Statement by the ITC Executive Director at the Norwegian Institute for International Affairs (NUPI) (en)
29 January 2015, Oslo, Norway.
Ladies and Gentlemen,
It is a pleasure to be here today to deliver this lecture on “female entrepreneurs in trade and development”. I thank the Director of the Norwegian Institute for Foreign Affairs, Ulf Sverdrup, for inviting me, Mr Arne Melchiar for organising the seminar, and to you all for coming today.
It is great to see the recognition that the Institute is giving to the critical role that women play in all facets of society and the incredible potential which is there to increase the contribution that women and girls can have on the global and national economic of countries.
Just two weeks ago, the Institute held a lecture which highlighted the contributions that women can make to rebuilding worn-torn societies. Today I will focus on how women’s economic empowerment is crucial for ensuring global prosperity and stability. I look forward to a fruitful debate.
For those of you who are not too familiar with the work of my organisation, let me start with a few words of introduction. The International Trade Centre is a joint agency of the United Nations and the WTO. In essence, our mandate is to assist small and medium-sized enterprises (SMEs) in developing countries to internationalise and trade successfully across national borders.

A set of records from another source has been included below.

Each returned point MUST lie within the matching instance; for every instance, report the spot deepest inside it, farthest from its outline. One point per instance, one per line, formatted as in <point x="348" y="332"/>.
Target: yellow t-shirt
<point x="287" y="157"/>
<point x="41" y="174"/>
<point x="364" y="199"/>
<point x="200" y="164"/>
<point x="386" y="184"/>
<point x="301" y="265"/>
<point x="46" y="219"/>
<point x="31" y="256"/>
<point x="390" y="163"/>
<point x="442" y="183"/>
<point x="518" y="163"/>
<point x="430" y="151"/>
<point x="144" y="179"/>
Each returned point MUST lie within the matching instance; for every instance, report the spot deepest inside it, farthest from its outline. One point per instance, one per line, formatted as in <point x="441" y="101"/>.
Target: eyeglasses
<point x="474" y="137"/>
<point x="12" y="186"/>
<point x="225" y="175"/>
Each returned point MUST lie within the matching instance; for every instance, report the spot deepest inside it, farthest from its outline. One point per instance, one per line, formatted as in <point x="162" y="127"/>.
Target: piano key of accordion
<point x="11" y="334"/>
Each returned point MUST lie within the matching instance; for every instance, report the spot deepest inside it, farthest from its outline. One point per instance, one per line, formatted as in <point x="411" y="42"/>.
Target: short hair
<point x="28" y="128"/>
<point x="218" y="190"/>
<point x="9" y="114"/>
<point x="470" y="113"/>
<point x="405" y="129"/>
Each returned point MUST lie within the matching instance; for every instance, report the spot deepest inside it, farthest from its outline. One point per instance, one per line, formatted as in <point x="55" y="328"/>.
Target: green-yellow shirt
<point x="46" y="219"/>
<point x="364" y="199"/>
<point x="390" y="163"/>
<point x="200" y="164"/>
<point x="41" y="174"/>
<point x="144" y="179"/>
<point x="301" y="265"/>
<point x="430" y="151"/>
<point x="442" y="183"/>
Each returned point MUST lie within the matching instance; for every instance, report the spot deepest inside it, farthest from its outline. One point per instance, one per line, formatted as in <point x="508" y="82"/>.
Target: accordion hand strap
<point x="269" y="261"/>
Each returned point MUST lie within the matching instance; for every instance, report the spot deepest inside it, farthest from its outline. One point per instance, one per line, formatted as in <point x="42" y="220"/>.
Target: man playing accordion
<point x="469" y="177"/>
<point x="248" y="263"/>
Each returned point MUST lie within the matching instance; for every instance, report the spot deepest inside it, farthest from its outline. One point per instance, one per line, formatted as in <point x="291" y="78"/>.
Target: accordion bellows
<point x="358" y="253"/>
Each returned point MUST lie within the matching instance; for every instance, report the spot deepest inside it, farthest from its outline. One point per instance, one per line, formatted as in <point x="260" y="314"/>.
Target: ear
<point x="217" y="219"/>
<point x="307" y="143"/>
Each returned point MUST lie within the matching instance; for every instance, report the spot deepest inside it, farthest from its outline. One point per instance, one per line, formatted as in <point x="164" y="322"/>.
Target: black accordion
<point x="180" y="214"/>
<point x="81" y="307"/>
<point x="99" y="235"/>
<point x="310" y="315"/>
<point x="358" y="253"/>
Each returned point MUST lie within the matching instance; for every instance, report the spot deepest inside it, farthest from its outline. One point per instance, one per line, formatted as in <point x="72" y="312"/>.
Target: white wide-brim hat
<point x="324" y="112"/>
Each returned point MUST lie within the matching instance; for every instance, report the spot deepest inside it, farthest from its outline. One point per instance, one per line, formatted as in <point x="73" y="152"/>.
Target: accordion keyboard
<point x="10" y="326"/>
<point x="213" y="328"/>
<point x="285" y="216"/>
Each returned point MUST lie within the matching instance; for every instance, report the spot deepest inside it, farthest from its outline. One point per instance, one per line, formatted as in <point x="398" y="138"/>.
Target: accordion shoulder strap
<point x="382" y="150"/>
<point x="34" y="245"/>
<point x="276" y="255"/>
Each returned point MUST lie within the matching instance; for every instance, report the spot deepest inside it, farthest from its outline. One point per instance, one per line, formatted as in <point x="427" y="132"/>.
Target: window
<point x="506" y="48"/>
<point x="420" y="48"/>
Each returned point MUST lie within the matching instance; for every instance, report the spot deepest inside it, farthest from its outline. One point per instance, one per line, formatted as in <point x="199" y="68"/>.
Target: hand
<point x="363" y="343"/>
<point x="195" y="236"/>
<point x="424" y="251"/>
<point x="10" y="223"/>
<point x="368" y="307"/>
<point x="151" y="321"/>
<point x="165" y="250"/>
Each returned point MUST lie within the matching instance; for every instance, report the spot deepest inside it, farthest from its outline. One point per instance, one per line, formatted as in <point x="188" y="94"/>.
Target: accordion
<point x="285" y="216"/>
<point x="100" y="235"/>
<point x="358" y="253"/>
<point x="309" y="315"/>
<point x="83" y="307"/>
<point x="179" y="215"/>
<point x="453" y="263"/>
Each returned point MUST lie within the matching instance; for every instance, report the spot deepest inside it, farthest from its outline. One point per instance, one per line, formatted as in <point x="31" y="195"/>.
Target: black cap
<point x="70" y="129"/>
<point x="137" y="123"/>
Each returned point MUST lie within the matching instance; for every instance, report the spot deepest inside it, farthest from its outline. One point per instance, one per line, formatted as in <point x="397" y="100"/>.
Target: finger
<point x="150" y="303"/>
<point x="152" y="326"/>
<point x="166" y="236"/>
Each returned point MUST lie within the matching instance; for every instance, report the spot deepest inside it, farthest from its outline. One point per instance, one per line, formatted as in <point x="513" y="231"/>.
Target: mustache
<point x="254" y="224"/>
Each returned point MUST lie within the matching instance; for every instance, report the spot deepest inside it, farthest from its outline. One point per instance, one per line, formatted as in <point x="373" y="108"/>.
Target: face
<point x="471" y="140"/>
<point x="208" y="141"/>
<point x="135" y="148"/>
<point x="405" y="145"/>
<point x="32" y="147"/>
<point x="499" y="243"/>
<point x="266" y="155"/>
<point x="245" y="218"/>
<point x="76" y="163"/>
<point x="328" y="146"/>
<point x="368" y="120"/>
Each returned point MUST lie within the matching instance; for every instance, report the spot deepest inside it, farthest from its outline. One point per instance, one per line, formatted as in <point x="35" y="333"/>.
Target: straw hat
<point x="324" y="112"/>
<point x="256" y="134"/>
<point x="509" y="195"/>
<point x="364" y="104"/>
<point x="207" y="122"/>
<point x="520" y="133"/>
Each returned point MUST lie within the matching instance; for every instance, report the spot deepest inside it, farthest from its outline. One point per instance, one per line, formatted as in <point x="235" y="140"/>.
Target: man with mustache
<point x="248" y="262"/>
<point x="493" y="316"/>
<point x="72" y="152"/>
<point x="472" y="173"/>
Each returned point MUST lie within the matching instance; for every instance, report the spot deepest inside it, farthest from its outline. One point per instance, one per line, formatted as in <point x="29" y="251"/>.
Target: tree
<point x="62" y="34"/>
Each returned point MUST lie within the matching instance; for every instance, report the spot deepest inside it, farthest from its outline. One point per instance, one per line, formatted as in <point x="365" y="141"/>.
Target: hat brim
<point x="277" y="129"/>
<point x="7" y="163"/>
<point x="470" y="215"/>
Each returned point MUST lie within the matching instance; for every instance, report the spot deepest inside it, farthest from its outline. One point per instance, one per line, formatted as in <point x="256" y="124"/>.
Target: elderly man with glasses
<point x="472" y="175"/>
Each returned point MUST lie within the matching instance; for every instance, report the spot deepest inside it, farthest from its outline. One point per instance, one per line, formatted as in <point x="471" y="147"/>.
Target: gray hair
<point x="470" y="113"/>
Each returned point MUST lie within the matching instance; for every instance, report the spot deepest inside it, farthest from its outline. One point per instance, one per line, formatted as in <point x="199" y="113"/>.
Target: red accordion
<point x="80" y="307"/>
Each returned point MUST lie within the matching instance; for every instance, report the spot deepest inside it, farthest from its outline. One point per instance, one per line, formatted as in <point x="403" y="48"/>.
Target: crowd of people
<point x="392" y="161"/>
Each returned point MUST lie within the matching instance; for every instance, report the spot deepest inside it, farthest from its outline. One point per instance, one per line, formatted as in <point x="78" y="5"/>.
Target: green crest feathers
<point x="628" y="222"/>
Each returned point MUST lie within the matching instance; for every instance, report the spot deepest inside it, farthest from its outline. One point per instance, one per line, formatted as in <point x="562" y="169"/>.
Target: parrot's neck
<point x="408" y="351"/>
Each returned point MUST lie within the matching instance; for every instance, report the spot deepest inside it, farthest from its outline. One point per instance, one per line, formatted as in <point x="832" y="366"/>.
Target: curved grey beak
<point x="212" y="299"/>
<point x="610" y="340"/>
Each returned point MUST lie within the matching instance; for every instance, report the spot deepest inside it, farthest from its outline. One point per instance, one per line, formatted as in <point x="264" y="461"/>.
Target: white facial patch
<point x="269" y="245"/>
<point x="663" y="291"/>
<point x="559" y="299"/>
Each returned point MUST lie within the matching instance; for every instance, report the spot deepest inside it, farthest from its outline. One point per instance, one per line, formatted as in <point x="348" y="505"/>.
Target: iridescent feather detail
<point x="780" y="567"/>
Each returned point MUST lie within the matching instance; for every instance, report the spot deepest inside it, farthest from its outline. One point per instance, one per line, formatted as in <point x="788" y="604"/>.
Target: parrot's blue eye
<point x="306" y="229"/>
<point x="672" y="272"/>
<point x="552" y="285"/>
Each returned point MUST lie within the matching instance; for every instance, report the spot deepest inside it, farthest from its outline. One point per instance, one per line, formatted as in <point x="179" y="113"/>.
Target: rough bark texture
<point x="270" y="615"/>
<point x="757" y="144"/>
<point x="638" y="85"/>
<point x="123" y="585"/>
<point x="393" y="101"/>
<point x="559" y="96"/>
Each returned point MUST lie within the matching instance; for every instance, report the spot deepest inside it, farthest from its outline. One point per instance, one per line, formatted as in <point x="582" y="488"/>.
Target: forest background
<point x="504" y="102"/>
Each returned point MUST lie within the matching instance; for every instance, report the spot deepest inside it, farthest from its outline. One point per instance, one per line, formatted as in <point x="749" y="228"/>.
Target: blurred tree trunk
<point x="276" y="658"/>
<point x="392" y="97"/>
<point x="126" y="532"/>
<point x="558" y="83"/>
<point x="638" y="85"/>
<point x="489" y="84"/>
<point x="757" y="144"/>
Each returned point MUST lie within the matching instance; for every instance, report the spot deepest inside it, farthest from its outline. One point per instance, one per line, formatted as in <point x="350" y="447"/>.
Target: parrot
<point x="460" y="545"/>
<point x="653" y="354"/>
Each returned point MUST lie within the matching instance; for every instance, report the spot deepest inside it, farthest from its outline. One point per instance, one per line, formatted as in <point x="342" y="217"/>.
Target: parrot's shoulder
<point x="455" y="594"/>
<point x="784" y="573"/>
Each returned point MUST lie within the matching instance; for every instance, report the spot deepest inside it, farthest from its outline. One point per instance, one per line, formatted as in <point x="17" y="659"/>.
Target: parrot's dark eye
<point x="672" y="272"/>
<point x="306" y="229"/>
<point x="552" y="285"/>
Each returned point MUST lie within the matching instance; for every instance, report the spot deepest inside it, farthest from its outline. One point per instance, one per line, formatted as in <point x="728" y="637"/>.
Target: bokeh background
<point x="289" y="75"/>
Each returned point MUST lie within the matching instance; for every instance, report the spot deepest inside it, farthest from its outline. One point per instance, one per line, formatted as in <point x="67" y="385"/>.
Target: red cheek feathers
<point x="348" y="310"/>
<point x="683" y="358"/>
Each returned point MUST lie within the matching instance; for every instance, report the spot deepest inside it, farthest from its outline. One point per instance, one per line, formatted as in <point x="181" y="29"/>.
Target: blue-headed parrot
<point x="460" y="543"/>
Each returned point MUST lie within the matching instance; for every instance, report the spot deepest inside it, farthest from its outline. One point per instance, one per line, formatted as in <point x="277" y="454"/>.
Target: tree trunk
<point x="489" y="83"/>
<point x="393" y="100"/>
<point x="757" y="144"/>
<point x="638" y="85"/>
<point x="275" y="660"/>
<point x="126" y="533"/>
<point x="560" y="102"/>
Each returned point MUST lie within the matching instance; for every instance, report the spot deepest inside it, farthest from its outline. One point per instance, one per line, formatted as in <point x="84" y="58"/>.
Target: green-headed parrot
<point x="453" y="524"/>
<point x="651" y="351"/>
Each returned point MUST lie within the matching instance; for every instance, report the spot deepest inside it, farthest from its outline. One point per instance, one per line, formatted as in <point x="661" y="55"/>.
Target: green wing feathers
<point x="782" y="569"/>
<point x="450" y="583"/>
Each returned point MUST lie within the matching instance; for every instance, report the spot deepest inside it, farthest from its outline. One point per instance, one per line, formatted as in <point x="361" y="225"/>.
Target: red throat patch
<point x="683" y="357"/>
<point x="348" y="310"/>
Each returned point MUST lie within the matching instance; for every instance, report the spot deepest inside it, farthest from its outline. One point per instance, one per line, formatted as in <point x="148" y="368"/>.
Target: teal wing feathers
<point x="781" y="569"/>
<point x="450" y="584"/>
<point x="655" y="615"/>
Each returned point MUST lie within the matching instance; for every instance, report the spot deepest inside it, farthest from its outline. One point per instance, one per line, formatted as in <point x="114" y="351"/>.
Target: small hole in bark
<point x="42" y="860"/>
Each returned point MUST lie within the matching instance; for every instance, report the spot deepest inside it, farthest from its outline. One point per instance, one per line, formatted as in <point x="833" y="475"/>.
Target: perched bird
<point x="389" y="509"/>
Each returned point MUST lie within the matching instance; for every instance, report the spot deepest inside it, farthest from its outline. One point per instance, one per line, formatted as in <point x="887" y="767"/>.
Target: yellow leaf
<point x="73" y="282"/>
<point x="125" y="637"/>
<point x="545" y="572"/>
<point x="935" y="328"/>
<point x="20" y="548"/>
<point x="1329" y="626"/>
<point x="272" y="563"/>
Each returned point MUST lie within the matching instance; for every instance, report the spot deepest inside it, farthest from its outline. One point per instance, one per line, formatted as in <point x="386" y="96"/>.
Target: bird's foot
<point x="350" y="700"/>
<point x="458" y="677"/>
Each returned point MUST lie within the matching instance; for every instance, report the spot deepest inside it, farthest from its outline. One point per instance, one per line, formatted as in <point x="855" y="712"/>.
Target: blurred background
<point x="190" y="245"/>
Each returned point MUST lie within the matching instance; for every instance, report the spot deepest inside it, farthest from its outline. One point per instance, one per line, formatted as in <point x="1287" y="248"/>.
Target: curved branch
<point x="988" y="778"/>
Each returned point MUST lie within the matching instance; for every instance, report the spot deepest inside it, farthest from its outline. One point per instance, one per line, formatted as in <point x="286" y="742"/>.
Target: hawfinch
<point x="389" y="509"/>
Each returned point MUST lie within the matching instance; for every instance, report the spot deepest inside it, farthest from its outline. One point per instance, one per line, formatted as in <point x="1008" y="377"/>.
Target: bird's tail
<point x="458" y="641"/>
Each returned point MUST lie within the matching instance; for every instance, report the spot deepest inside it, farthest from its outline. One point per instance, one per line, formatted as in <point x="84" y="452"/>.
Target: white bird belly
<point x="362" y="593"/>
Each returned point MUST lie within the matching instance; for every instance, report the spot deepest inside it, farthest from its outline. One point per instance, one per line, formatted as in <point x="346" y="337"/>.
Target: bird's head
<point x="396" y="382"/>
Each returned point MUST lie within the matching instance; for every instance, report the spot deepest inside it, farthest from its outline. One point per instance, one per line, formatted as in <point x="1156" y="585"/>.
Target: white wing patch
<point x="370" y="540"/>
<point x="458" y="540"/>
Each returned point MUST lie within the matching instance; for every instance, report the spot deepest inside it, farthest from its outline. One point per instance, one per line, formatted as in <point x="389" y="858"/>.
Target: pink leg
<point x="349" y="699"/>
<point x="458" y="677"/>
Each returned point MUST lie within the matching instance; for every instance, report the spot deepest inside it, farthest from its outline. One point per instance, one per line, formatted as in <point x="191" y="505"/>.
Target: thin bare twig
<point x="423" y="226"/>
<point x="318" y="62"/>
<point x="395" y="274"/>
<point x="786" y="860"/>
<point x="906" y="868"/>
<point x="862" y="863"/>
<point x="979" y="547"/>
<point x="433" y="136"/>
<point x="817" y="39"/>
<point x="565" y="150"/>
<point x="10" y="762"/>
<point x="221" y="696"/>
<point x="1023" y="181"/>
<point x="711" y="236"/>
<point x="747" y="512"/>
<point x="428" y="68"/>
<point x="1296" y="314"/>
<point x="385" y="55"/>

We do this by working with policy makers to improve the business environment; with institutions like trade and investment promotion agencies to improve the quality of support they offer to entrepreneurs; and with the private sector to boost their productivity and competitiveness. Last year, we celebrated our 50th anniversary of empowering developing country entrepreneurs through trade-related information and technical assistance.
I will begin my presentation by looking at ongoing developments that promise to change the discourse on women’s economic empowerment for the better. Next, I will discuss the empirical evidence on policies to foster gender equality. Finally, I will talk about how ITC works to empower women through entrepreneurship.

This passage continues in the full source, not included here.